El museo alberga más de 3,000 metros cuadrados de murales distribuidos en tres niveles. Cuenta con un acervo de casi 300 piezas de artistas fundamentales como Diego Rivera, David Alfaro Siqueiros, Roberto Montenegro, Luis Nishizawa, Jean Charlot y algunos artistas contemporáneas como Paola Dávila.

Antes de ser un recinto educativo y artístico, el sitio albergaba el Convento de la Encarnación fundado en el siglo XVI. Fue uno de los conventos más ricos y grandes de la Nueva España. Tras las Leyes de Reforma en el siglo XIX, el edificio tuvo varios usos como una aduana y cuartel militar, hasta que fue prácticamente abandonado.
La historia moderna comienza con José Vasconcelos, el primer Secretario de Educación Pública tras la Revolución Mexicana. Su visión era ambiciosa: educar a un pueblo que en su mayoría era analfabeto. Vasconcelos creía que los muros de los edificios públicos debían servir como “libros abiertos” para que la gente pudiera aprender sobre su historia y su destino a través de imágenes.

En 1921, se encargó la remodelación del antiguo convento para convertirlo en la sede de la SEP y el mismo Vasconcelos invitó a un joven Diego Rivera para decorar los patios en el año de 1923. El proyecto le tomó a Rivera 5 largos años y finalmente fueron entregados un total de 235 tableros murales en 1928. Rivera perfeccionó el uso de la encáustica, pintura con cera, y luego el fresco. Dividió los patios en temas: el “Patio del Trabajo”; donde retrata mineros, campesinos y obreros y el “Patio de las Fiestas”; donde plasma tradiciones populares como el Día de Muertos.
Durante décadas, estos murales estuvieron en las paredes de oficinas gubernamentales activas. Aunque se podían visitar, el acceso era limitado por ser un edificio de gobierno. El conjunto arquitectónico fue declarado Patrimonio de la Humanidad por la UNESCO en 1987 como parte del Centro Histórico.

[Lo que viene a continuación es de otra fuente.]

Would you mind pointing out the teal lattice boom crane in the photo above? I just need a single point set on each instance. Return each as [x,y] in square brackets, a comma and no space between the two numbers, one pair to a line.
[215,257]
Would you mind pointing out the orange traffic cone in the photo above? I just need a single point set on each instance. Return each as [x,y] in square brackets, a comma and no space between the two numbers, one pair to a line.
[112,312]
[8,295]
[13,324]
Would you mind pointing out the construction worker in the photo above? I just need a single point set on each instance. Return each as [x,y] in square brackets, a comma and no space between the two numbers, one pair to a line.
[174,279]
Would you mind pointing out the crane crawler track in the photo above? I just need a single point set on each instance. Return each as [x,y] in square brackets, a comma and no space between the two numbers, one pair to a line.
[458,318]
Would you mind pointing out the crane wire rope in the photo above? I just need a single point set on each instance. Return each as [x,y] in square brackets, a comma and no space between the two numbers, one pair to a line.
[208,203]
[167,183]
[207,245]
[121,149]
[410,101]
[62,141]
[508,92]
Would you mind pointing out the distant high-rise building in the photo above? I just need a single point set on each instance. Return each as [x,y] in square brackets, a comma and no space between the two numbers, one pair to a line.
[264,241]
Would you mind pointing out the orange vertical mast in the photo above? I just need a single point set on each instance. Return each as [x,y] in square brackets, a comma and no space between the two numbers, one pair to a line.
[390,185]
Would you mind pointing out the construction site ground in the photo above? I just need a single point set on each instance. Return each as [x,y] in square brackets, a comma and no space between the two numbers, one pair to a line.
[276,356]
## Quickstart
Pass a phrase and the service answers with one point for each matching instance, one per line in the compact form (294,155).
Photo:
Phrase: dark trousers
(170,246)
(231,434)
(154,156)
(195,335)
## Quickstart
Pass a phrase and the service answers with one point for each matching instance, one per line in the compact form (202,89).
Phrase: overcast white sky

En septiembre de 2024, se decidió transformar formalmente estos espacios en el Museo Vivo del Muralismo. El objetivo fue quitar el “carácter de oficina” para darle un enfoque cultural y pedagógico, permitiendo que el público recorra salas que antes eran despachos cerrados.
La planta baja está enfocada en la experimentación y en los orígenes del muralismo. Incluye salas interactivas donde incluso puedes percibir el arte a través de los sentidos como el oído y el tacto. En el primer nivel se encuentra la sala nombrada "Murales y su Interpretación", donde se profundiza en el significado social de las obras. En el segundo nivel están los llamados salones históricos y despachos que muestran el contraste entre la visión porfiriana y la de José Vasconcelos.
A diferencia de otros museos, este es un "museo vivo" porque las obras forman parte de la arquitectura misma del edificio. Es un lugar ideal para generar contenido visual impactante o para investigar sobre la historia del periodismo cultural y deportivo en México, dado el contexto social que retratan los muros.
El Museo Vivo del Muralismo está ubicado en República de Argentina número 28, Centro Histórico (a unas cuadras del Zócalo).